UK’s Hawksmoor Pooling More Ex-GE Home Loans

Register now

A British specialty mortgage lender is securitizing its second round of first-lien, non-conforming mortgages, including a large segment of loans obtained from GE Money’s downsizing UK affiliate.

Hawksmoor Mortgages 2016-2 plc is a British sterling-pound denominated RMBS with a £1.124 billion pool balance secured by mortgages to residential properties in the UK extended to 12,153 borrowers, according to presale reports from Moody’s Investors Service and Standard & Poor’s.

The notes are split among 10 tranches, led by an £865.7 million Tranche A class of notes with 25.96% total credit enhancement and preliminary, triple-A structured finance ratings from Moody’s and S&P.

The Hawksmoor Mortgages trust will pay quarterly interest payments based on a three-month Libor rate. The rated notes include an August 2019 call option dates where the rated notes will pay an additional step-up margins.

Nearly 80% of the loans in the static pool were originated by GE Home Money Lending, which in 2015 saw parent General Electric sell off nearly $13 billion of its mortgage loan portfolio, including to private-equity Kensington Mortgage Co., the mortgage administrator of the Hawksmoor deal.

The loans, nearly all of which were originated prior to 2008, have an average seasoning of 9.95 years (higher than average for UK RMBS transactions, according to Moody’s). Some of the loans carry some warts:  more than 8% of the pool is in arrears, including 3.62% that have been in arrears for more than 60 day, and nearly 13% of borrowers have civil court judgments entered against them, according to presale reports.

Another credit challenge is the incomplete information on GE Money Mortgages’ and GE Money Home Lending’s underwriting practices. Both firms have discontinued their UK lending activities, and Moody’s said it had not been able to carry out a “full assessment” of both entities’ underwriting practices.  Also, nearly 59% of the mortgages have advanced on an interest-only basis, indicative of cash-stretched borrowers.  

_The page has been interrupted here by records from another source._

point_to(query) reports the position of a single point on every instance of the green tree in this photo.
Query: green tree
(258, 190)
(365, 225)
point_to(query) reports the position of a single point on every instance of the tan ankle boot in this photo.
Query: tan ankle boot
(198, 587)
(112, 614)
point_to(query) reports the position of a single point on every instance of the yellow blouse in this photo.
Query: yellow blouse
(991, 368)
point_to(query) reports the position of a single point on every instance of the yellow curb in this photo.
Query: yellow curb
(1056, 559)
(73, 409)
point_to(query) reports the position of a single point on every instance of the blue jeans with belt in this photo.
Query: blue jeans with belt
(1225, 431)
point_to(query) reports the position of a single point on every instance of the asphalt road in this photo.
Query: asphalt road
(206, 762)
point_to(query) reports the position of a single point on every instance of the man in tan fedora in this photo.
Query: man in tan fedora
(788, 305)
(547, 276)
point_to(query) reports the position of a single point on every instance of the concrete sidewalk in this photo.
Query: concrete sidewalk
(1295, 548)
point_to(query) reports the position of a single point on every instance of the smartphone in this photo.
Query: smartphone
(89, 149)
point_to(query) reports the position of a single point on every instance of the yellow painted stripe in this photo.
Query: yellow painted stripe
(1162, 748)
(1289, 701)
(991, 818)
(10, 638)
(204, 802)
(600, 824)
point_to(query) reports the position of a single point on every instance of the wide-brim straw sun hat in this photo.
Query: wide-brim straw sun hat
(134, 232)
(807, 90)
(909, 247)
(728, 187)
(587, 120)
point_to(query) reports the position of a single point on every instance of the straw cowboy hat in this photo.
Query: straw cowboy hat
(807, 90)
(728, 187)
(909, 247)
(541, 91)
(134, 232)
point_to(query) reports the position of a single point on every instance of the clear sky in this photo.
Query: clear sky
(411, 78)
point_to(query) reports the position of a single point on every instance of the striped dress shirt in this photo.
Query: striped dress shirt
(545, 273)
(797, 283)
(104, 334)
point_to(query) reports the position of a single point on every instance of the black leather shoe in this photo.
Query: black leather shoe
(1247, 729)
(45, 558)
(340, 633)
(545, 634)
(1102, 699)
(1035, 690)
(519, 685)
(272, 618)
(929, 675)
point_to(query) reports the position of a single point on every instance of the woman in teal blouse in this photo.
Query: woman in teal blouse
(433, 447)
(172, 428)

But Moody’s noted 54.5% of the loans have not been in arrears the prior five years.

Citigroup, Deutsche Bank, HSBC and Merrill Lynch International were joint lead managers on the deal, which was arranged by Merrill Lynch and Deutsche’s London branch.

The pool is the second securitization of the year by the Hawksmoor trust. In August, about £3.4 billion of similar vintage loans were collateralized.